Cap size vs battery drain

How can the size of the caps affect the battery life of a sensor?

Here is the setup i have 2 sensors with dht22 attiny13 nr24l01 3aaa batteries and a XC6206P332MR 3.3v reg (3.3v to nrf).

attiny13 and dht are powered directly from battery and nrf from 3v3.

On one i have 0.1uf ceramic cap and 220Uf electrolyte on battery side and on 3v3 side from regulator.
On the other i have 0.1uf ceramic cap and 10uf ceramic cap on battery side and on 3v3 side from regulator.

The reason for using 3aaa is that the dht22 need 3v+ for the humidity readings to be accurate.

The one with 220uf electrolyte have lasted well over a year so far. but the 10uf one only lasted half a year, all other components are identical as far as i can tell. Any ideas why the diff are so big?

Unless they're faulty the capacitors will have (almost? - depends if large peak currents are required..)

no effect on battery life.

regards

Allan.

The difference is probably due to the leakage current of the capacitor. Every capacitor will leak a very small amount of current. I would have expected the large capacitor to leak more than the small one but maybe they are of different dielectrics.

Google
capacitor leakage
or see
http://electronicdesign.com/analog/whats-all-capacitor-leakage-stuff-anyhow

A quick thought - leakage of capacitors (and other devices) goes up as the temperature increases ....
and for that matter humidity.

was one of your units in a higher temperature or very humid environment ?

regards

Allan.

(3.3v to nrf)

If this means that you have an NRF24L01 radio module transmitting the data AND you are using ACK/NACK protocols to transmit data, then it is possible that the module with the (possibly too small) 10 uF capacitor is error prone, making many retries and wasting power.

Why not take a moment to fully describe the system that you have?

The power consumption of the NRF comes in spikes, which will cause voltage drop.

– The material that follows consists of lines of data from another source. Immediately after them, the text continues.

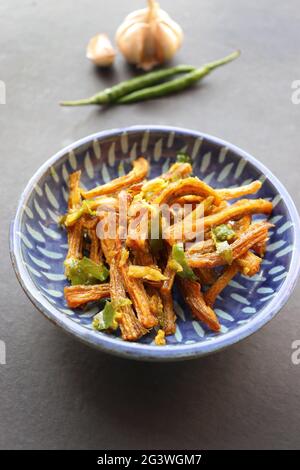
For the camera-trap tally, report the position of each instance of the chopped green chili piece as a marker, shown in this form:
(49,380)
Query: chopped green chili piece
(85,271)
(179,256)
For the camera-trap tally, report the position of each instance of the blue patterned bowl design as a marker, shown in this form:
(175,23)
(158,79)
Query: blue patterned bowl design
(39,246)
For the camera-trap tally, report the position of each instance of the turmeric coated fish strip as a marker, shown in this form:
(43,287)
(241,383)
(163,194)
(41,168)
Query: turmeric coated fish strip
(249,263)
(193,296)
(167,318)
(240,208)
(191,225)
(186,187)
(138,173)
(76,231)
(139,298)
(76,296)
(233,193)
(256,233)
(131,328)
(212,293)
(74,188)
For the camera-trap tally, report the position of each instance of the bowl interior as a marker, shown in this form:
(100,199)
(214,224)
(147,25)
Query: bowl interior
(41,245)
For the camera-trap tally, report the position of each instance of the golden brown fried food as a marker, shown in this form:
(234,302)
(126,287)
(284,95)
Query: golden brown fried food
(256,233)
(76,296)
(212,293)
(195,300)
(233,193)
(131,328)
(186,187)
(138,173)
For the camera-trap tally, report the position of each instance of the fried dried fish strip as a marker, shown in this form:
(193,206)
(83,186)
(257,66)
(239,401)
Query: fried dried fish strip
(147,273)
(74,194)
(185,187)
(249,264)
(76,296)
(130,326)
(95,248)
(256,233)
(205,246)
(155,301)
(239,208)
(206,276)
(189,227)
(138,173)
(139,298)
(212,293)
(170,274)
(74,233)
(260,249)
(233,193)
(190,199)
(193,296)
(75,240)
(167,319)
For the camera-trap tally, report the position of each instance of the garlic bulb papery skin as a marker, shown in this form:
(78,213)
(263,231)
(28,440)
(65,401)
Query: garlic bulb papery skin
(149,37)
(100,51)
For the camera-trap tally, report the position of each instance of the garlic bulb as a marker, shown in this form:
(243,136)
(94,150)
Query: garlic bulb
(149,37)
(100,50)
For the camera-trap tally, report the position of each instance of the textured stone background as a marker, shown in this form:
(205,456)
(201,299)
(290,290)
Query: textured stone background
(58,393)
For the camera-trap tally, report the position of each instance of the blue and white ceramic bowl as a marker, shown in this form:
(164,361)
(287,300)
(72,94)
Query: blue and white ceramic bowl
(39,246)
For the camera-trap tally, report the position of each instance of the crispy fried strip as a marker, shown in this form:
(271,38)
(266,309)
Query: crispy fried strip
(187,228)
(206,276)
(95,248)
(186,187)
(147,273)
(155,301)
(256,233)
(76,296)
(193,296)
(260,248)
(233,193)
(205,246)
(130,326)
(138,173)
(177,170)
(190,199)
(75,232)
(167,318)
(249,264)
(139,298)
(74,190)
(239,208)
(170,274)
(212,293)
(75,241)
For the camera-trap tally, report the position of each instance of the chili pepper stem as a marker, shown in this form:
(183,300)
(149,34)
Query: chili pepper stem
(83,102)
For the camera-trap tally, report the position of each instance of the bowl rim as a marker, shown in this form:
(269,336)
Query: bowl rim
(141,351)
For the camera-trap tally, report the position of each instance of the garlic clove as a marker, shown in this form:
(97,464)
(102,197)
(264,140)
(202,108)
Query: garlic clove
(100,50)
(149,37)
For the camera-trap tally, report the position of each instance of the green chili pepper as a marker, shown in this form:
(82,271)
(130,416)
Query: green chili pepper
(221,235)
(179,257)
(106,319)
(183,158)
(223,232)
(85,271)
(177,84)
(111,95)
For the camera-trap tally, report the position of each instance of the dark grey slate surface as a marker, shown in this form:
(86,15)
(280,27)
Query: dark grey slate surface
(57,393)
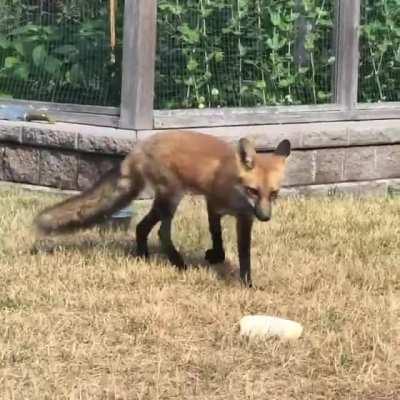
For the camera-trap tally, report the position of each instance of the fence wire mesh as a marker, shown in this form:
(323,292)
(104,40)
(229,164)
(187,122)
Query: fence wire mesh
(217,53)
(60,51)
(379,74)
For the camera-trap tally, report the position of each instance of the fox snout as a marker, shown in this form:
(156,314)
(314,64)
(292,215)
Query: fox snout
(263,211)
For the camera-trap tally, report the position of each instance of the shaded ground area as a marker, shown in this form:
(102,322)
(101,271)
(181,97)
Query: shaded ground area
(82,319)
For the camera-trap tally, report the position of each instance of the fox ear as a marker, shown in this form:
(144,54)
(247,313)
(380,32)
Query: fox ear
(247,153)
(283,148)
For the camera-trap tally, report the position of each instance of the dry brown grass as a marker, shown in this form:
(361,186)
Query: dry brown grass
(88,322)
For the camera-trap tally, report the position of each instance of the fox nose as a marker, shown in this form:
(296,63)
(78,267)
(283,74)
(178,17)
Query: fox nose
(263,214)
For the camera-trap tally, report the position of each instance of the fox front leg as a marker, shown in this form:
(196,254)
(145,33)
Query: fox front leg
(216,254)
(243,228)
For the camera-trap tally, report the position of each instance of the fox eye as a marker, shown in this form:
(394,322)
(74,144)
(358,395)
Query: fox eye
(273,195)
(252,191)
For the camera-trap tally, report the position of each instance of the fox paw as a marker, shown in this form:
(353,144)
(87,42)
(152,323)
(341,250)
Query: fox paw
(215,256)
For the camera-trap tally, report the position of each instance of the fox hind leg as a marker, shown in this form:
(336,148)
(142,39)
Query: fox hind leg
(167,210)
(163,210)
(216,254)
(144,228)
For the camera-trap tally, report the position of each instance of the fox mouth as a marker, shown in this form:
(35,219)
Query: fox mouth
(262,216)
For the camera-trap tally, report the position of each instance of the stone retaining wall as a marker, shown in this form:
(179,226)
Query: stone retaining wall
(68,156)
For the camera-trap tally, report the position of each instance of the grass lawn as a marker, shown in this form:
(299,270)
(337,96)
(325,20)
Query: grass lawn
(82,320)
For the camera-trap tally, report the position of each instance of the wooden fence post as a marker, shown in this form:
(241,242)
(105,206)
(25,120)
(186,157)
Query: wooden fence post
(138,64)
(347,52)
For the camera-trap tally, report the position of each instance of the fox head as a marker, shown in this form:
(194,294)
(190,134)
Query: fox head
(261,176)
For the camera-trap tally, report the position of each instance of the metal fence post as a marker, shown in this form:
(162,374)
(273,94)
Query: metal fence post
(347,52)
(138,64)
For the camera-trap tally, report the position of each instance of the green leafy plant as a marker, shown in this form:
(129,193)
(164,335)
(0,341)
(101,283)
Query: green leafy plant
(214,53)
(59,52)
(380,51)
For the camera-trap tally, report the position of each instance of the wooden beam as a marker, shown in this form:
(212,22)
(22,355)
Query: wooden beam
(62,107)
(138,64)
(195,118)
(347,52)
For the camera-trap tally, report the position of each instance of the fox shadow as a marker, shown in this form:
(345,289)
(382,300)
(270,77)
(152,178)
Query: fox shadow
(225,271)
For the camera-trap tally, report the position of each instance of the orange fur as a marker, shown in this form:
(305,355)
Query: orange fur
(238,182)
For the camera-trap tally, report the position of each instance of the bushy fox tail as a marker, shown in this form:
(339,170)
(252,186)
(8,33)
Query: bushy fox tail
(111,193)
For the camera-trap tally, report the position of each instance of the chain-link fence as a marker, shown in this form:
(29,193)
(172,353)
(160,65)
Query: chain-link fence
(210,53)
(379,78)
(61,51)
(216,53)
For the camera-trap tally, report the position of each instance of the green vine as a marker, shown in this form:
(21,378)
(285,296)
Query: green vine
(380,51)
(217,53)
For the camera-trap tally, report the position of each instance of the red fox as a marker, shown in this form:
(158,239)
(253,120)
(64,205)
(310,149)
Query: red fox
(236,182)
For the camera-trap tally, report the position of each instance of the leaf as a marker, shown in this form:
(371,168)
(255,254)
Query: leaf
(53,65)
(22,72)
(261,85)
(19,47)
(192,64)
(39,55)
(9,62)
(76,74)
(4,43)
(66,50)
(219,56)
(189,35)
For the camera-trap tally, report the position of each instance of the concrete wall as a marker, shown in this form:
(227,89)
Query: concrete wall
(349,156)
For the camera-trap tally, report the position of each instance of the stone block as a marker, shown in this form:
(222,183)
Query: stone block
(21,164)
(377,133)
(118,144)
(359,164)
(388,161)
(329,165)
(92,167)
(325,138)
(47,137)
(58,169)
(10,133)
(300,168)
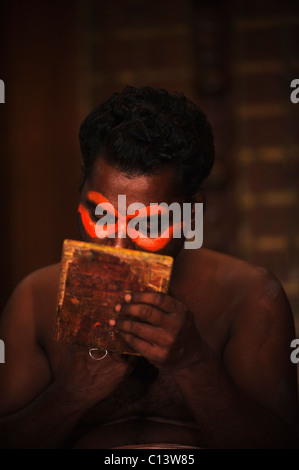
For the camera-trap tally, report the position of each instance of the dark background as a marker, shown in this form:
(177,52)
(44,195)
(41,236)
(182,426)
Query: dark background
(236,59)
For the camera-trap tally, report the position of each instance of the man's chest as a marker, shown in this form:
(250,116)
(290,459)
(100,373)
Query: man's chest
(144,393)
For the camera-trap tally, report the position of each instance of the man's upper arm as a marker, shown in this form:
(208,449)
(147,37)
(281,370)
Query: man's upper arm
(257,355)
(25,372)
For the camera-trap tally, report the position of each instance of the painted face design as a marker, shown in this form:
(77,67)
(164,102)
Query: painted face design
(120,223)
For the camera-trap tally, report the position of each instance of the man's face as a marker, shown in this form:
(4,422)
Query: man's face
(103,188)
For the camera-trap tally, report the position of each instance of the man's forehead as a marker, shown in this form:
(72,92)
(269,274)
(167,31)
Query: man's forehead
(111,182)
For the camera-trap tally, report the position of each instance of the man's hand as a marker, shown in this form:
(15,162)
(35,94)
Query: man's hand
(160,328)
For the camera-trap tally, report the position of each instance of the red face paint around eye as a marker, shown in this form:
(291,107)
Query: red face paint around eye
(147,243)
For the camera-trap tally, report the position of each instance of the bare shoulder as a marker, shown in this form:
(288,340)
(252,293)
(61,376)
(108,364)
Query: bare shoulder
(34,298)
(238,281)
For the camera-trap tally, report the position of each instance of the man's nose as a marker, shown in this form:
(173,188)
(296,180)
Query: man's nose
(121,238)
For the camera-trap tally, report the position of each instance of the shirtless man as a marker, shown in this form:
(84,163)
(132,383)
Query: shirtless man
(215,367)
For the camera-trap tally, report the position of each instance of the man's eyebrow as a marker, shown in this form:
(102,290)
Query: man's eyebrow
(96,198)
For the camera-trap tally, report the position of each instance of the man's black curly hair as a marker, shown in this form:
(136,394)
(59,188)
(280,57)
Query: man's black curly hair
(141,130)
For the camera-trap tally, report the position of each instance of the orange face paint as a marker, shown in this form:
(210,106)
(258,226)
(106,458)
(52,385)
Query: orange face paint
(95,230)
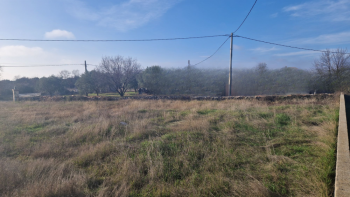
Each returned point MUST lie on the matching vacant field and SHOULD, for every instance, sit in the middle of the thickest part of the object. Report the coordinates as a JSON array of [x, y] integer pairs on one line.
[[168, 148]]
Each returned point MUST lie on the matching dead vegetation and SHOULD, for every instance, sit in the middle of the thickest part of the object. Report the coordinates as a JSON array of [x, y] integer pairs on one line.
[[167, 148]]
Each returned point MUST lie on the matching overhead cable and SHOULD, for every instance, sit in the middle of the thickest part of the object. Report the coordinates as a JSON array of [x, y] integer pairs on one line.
[[213, 53], [132, 40], [44, 65], [301, 48]]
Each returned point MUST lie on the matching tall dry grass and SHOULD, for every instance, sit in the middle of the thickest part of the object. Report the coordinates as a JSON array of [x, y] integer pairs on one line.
[[167, 148]]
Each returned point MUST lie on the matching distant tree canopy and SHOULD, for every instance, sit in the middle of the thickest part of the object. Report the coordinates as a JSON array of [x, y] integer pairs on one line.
[[92, 81], [119, 72], [330, 73], [51, 85]]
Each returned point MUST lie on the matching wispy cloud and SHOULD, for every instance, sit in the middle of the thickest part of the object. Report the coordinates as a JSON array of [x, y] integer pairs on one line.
[[299, 53], [337, 38], [59, 34], [20, 51], [274, 15], [264, 50], [332, 10], [124, 16]]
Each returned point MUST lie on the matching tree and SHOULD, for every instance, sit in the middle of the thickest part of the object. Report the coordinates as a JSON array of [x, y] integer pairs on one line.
[[332, 70], [119, 72], [84, 84], [50, 85]]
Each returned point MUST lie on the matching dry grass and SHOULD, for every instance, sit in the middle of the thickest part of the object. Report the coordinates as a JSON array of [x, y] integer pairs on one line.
[[167, 148]]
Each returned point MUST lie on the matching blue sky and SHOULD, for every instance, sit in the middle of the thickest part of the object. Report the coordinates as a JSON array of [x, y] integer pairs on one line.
[[318, 24]]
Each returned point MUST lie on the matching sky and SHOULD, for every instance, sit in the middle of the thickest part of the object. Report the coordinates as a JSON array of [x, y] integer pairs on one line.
[[316, 24]]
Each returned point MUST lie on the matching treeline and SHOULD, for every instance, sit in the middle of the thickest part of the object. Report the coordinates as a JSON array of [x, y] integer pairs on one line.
[[330, 73]]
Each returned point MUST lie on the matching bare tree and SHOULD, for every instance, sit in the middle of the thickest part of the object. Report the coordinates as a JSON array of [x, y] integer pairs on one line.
[[332, 69], [119, 72], [64, 74]]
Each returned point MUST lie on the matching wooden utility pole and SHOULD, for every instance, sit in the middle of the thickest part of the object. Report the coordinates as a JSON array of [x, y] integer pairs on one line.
[[86, 94], [230, 75], [85, 67]]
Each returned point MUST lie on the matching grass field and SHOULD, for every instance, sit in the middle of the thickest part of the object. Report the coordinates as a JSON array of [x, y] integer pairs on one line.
[[168, 148], [131, 93]]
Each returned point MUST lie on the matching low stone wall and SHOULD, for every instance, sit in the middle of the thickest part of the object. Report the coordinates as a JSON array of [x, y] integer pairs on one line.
[[184, 98], [342, 177]]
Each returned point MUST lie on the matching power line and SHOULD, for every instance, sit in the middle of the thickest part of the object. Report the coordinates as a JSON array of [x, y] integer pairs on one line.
[[301, 48], [44, 65], [213, 53], [133, 40], [246, 17]]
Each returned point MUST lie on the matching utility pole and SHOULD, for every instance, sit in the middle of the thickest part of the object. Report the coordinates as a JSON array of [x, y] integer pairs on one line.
[[86, 94], [85, 67], [230, 75]]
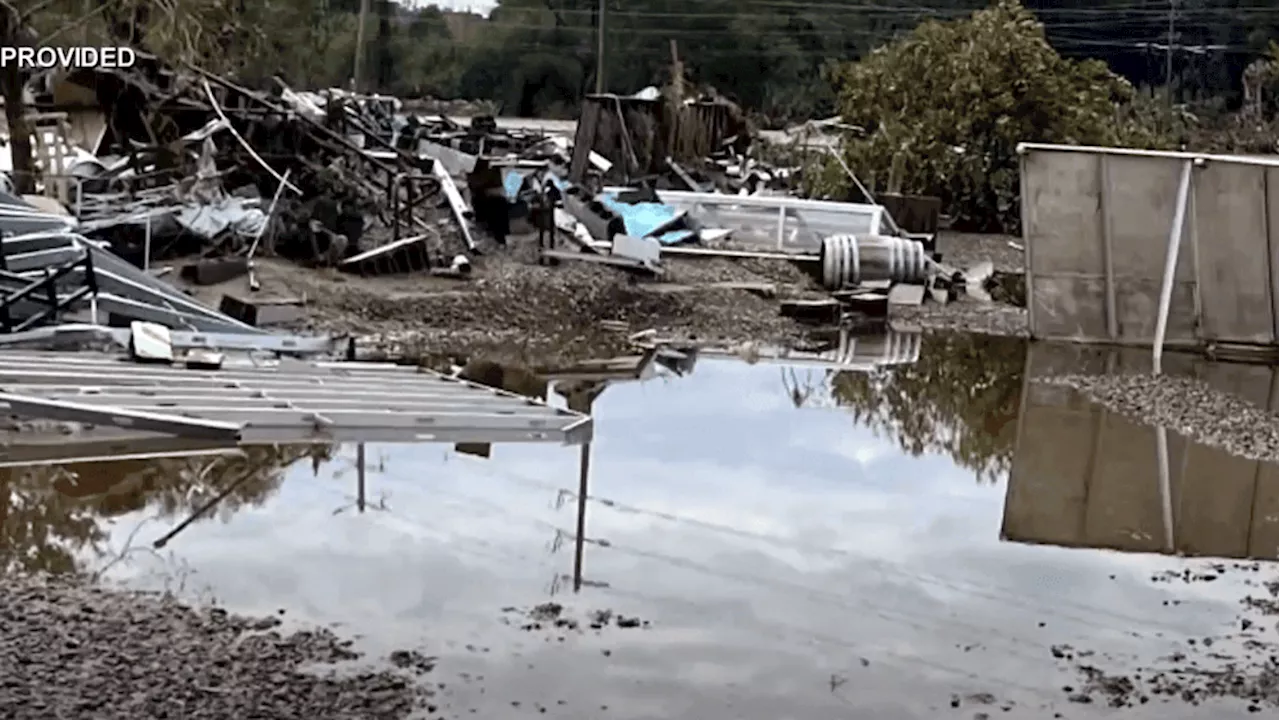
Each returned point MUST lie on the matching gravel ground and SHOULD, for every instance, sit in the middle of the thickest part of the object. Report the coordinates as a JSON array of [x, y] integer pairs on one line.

As the batteries are used, you see lower output voltage under load - so those spikes result in the voltage drooping. The two bigger caps would be better able to counter this, since it transmits very quickly, and then the load is mostly removed, and the battery voltage recovers and the caps recharge - so the batteries can get more-dead before the device stops working. That'd be my guess, at least.

OK here is a schematic of the 220uf setup the 10uf is the same but with 10 instead of 220

Not the best one i have done but better then what i can do with pen and paper.
And no I'm not using Auto acc i have that disabled and only transmits 1 message per wake up.

I forgot to mention the voltage divider used to measure battery voltage sorry..
When the voltage drops below 3v the humidity error starts to increase more and more +10% when the voltage drops to 2.9 and then it just gets worse.
So i change it at 3v. (the nrf/attiny part are OK down to 1.7v thou) i read abut current drain spikes killing cr2032 batteries faster but i did not think AAA batteries had the same problem at least not with a few ms long spikes once per 8 second.

allanhurst:
A quick thought - leakage of capacitors (and other devices) goes up as the temperature increases ....
and for that matter humidity.

was one of your units in a higher temperature or very humid environment ?

regards

Allan.

In this case no, but that is good to know I'm planning to replace the temperature sensor in the greenhouse with a humidity/temp one.

All batteries will show that kind of behavior - it's fundamental to electrochemical devices. It comes up more with coin cells, since their capacity is fairly small compared to typical currents involved in hobby electronics.

Whether it's relevant under a given set of circumstances depends on the battery chemistry, the size of the cell, and the load. If you have a 'scope, put it on the power rail with a dying battery and see how much the voltage is bouncing around.

A simple and rather obvious experiment is to replace the 10 uF cap with a 220 uF cap.

If i replace the 2 220uf electrolyte caps with 8 47uf SMD ceramic caps is there any other problem that i might run into?

You get eight iptimes the leakage.

swe-dude:
If i replace the 2 220uf electrolyte caps with 8 47uf SMD ceramic caps is there any other problem that i might run into?

Your regulator is designed for low ESR capacitors but putting eight ceramic caps in parallel will lower that ESR by a factor of eight. The datasheet for your regulator does not specify the ESR allowed but I would predict you'd be pushing yourself into problems.

TI has an application note "ESR, Stability, and the LDO Regulator" that explains the phenomenon.

I had not thought abut the ESR at all i will have to read up on that, BIG thank you for the warning!